Immerssive crowd research
XR Research Crowd
Research on immersive crowds is an emerging interdisciplinary field that raises numerous fundamental and technical challenges. By intersecting disciplines such as multi-agent simulation, cognitive psychology and immersive technologies, it aims to better understand large-scale social dynamics. Through this brief essay, I propose to outline the main challenges of this research field, along with the approaches explored by the Inria VirtUS team.
Major Challenges in Immersive Crowd Research
One of the primary challenges lies in the inherent complexity of assembling a crowd of human participants for experimental studies. Gathering a sufficient number of individuals while ensuring the repeatability of experiments presents significant logistical constraints. Moreover, learning effects can bias results when the same participant is repeatedly exposed to similar conditions, thus compromising the neutrality of the experimental setup.

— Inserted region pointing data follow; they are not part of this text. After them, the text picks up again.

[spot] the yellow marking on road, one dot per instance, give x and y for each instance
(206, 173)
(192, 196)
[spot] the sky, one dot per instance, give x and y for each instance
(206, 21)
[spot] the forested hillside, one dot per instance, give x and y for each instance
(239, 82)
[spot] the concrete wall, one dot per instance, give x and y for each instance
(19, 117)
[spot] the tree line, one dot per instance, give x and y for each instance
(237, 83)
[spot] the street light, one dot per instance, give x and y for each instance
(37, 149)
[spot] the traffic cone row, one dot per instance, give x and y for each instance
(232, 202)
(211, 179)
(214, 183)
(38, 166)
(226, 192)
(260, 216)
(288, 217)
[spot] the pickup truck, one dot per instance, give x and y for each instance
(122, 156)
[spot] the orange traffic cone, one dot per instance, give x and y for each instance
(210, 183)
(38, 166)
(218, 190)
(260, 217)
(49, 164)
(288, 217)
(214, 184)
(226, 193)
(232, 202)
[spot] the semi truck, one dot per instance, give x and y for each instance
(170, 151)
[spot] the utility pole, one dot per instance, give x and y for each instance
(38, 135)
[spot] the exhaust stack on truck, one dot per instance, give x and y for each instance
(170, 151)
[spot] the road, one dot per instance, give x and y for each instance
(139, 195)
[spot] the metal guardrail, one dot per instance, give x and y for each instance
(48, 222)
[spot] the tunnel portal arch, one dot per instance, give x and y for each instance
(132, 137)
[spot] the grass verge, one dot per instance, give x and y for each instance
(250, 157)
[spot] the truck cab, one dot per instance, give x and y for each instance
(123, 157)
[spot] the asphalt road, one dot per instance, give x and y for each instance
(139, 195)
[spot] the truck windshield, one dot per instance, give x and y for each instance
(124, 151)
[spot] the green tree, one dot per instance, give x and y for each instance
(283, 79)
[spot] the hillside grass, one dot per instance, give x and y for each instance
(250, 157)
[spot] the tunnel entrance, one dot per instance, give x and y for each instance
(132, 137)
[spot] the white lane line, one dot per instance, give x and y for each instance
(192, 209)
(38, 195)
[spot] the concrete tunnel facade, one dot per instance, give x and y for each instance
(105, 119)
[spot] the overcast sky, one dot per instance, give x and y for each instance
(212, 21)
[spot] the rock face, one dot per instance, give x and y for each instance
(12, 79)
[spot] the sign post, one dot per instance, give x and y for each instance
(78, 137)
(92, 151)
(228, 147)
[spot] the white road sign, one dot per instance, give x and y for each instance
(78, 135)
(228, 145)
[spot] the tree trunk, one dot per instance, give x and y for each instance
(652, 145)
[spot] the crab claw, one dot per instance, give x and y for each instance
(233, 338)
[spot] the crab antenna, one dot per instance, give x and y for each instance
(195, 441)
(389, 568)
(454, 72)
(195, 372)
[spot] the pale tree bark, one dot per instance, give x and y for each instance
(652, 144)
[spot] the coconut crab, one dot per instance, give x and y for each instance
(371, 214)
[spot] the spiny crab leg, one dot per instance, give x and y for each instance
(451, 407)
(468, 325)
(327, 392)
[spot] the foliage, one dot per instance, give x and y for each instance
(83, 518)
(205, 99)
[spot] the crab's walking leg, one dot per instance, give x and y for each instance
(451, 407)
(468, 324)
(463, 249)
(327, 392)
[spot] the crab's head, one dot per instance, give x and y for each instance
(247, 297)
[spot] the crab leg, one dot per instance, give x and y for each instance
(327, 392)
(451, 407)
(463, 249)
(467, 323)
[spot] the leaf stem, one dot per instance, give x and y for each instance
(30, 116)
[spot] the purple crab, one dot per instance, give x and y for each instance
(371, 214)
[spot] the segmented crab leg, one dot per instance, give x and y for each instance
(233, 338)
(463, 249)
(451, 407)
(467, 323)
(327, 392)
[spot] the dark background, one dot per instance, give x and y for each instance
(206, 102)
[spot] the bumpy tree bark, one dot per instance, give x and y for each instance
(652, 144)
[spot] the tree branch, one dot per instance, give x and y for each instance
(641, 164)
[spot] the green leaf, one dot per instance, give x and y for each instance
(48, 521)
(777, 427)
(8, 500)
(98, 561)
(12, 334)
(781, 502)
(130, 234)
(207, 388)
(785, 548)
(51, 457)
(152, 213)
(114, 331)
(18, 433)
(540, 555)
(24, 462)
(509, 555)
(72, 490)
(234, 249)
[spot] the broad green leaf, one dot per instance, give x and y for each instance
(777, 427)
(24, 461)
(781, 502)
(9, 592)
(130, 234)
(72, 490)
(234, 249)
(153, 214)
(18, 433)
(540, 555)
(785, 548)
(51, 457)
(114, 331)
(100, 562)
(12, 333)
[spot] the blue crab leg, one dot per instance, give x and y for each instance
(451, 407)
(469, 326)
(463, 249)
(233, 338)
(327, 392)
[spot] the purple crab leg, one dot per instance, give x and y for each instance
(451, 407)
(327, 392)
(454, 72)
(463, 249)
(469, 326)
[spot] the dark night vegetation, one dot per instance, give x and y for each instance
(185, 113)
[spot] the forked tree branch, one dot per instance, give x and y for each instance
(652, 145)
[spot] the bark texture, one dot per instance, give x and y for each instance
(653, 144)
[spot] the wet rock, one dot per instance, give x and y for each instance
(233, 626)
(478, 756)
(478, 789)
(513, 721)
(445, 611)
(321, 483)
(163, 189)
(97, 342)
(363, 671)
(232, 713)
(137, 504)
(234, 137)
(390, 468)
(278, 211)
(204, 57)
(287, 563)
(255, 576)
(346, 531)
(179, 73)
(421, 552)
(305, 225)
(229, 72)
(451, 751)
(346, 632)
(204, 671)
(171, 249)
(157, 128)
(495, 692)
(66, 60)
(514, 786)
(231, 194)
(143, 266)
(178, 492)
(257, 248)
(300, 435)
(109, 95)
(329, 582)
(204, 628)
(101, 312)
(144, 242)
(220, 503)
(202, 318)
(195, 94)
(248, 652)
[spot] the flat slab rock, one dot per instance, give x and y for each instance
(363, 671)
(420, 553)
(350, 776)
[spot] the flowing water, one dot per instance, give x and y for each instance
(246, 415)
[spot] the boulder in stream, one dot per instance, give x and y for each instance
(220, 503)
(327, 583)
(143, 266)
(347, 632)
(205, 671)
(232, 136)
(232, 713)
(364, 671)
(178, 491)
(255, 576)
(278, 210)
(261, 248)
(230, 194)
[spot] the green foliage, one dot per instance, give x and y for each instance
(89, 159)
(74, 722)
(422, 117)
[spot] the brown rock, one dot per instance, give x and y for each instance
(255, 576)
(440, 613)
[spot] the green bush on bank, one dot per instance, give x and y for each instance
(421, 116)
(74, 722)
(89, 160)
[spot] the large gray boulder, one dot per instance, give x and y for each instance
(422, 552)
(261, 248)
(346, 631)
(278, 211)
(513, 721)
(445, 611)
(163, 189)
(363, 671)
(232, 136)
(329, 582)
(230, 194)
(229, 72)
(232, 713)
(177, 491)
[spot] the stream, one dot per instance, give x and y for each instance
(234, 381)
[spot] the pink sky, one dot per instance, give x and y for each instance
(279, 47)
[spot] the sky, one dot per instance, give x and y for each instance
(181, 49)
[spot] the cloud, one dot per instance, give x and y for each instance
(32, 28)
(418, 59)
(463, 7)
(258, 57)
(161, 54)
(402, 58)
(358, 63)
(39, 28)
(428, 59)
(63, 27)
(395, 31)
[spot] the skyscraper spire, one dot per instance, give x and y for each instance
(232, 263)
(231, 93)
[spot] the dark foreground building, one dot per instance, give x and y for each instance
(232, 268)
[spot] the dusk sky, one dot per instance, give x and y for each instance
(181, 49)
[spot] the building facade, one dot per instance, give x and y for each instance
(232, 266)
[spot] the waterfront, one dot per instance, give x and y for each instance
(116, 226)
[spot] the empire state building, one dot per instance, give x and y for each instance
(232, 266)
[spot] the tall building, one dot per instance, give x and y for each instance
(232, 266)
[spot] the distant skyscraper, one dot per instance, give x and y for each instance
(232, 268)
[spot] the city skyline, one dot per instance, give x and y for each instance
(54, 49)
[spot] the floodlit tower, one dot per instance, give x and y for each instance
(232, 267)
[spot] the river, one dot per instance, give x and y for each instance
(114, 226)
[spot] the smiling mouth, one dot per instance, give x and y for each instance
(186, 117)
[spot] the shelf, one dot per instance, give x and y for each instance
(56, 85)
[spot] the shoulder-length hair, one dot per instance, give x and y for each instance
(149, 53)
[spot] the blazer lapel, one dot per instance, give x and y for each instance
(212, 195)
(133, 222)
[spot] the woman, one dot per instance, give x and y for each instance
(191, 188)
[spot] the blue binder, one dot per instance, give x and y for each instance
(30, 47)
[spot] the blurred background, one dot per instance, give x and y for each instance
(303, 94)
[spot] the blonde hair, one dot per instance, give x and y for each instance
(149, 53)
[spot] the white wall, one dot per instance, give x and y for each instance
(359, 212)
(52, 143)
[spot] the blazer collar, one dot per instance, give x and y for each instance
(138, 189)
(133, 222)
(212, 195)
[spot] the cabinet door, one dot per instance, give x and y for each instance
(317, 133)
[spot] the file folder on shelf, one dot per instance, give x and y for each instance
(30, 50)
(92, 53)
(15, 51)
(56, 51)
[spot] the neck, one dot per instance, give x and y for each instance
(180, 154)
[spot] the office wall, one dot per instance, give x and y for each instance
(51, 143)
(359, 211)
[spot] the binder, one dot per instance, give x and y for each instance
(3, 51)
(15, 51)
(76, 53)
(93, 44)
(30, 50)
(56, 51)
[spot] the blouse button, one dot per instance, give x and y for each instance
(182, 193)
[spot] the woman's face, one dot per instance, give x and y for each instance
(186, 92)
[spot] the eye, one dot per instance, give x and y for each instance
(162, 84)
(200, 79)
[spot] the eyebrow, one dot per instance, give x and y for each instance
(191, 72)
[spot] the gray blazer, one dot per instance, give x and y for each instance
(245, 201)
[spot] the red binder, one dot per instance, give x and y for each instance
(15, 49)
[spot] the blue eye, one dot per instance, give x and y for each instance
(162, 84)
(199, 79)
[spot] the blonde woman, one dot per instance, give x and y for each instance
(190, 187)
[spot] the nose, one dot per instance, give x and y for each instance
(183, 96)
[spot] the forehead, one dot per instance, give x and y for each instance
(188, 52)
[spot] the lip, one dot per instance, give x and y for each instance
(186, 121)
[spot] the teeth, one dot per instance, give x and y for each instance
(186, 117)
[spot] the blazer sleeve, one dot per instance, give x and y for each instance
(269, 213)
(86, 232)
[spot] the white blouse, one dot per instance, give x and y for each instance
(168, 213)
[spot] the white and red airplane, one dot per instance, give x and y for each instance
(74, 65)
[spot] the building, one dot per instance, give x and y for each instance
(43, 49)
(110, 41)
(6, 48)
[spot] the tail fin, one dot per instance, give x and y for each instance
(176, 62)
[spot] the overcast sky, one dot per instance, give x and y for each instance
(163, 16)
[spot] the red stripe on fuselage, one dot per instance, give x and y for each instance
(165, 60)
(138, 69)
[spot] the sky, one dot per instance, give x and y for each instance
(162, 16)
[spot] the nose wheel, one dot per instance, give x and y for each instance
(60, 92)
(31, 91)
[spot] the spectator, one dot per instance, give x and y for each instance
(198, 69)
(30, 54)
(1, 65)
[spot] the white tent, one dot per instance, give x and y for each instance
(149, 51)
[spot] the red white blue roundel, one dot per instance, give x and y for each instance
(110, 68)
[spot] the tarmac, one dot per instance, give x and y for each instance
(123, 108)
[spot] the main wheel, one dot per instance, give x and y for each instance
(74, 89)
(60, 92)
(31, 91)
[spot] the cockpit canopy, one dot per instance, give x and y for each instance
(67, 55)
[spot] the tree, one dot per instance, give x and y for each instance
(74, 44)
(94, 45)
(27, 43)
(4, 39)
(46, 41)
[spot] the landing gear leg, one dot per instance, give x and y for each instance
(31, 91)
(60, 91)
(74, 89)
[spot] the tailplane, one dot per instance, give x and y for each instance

From a computational perspective, the complexity lies in optimizing multi-agent simulation, rendering in virtual reality and character animation. Smooth movement, behavioral consistency of avatars, and efficient navigation algorithms are crucial to creating immersive environments that are both believable and scientifically exploitable.
These technical issues are compounded by the specific needs of virtual reality mediums: Environments must offer enough ecological realism to elicit natural behavioral responses from participants. Additionally, interactions with virtual agents must appear believable to maintain immersion and ensure valid data on observed behaviors.
Furthermore, the interdisciplinary nature of this field raises a set of yet unanswered questions ranging from simulation models (How to represent collective behavior?), XR/VR implementation (How to make these simulated worlds believable and interactive?), and crowd psychology (What principles govern human interactions in high-density scenarios?).
Inria VirtUS team
The Inria VirtUS team has made several noteworthy contributions in this domain. One of theses being UMANS (Unified Microscopic Agent Navigation Simulator) a crowd simulation framework which enables rigorous comparison of different local navigation algorithms using a unified model based on optimizing a cost function in velocity space.This abstraction facilitates reproducibility and comparative analysis.
To further support immersive experimentation, the CrowdMP tool was designed. This tool based on top of the UMANS simulation engine ease the setup for VR-based crowd experiments by offering easier control over experimental parameters and seamlessly integrating simulated crowds into research protocols.
These advancements contribute to a richer understanding of crowd behavior, offering a controlled and repeatable environment for experimentation. They also provide a foundation for developing new applications in public safety, urban planning, and interactive robotics.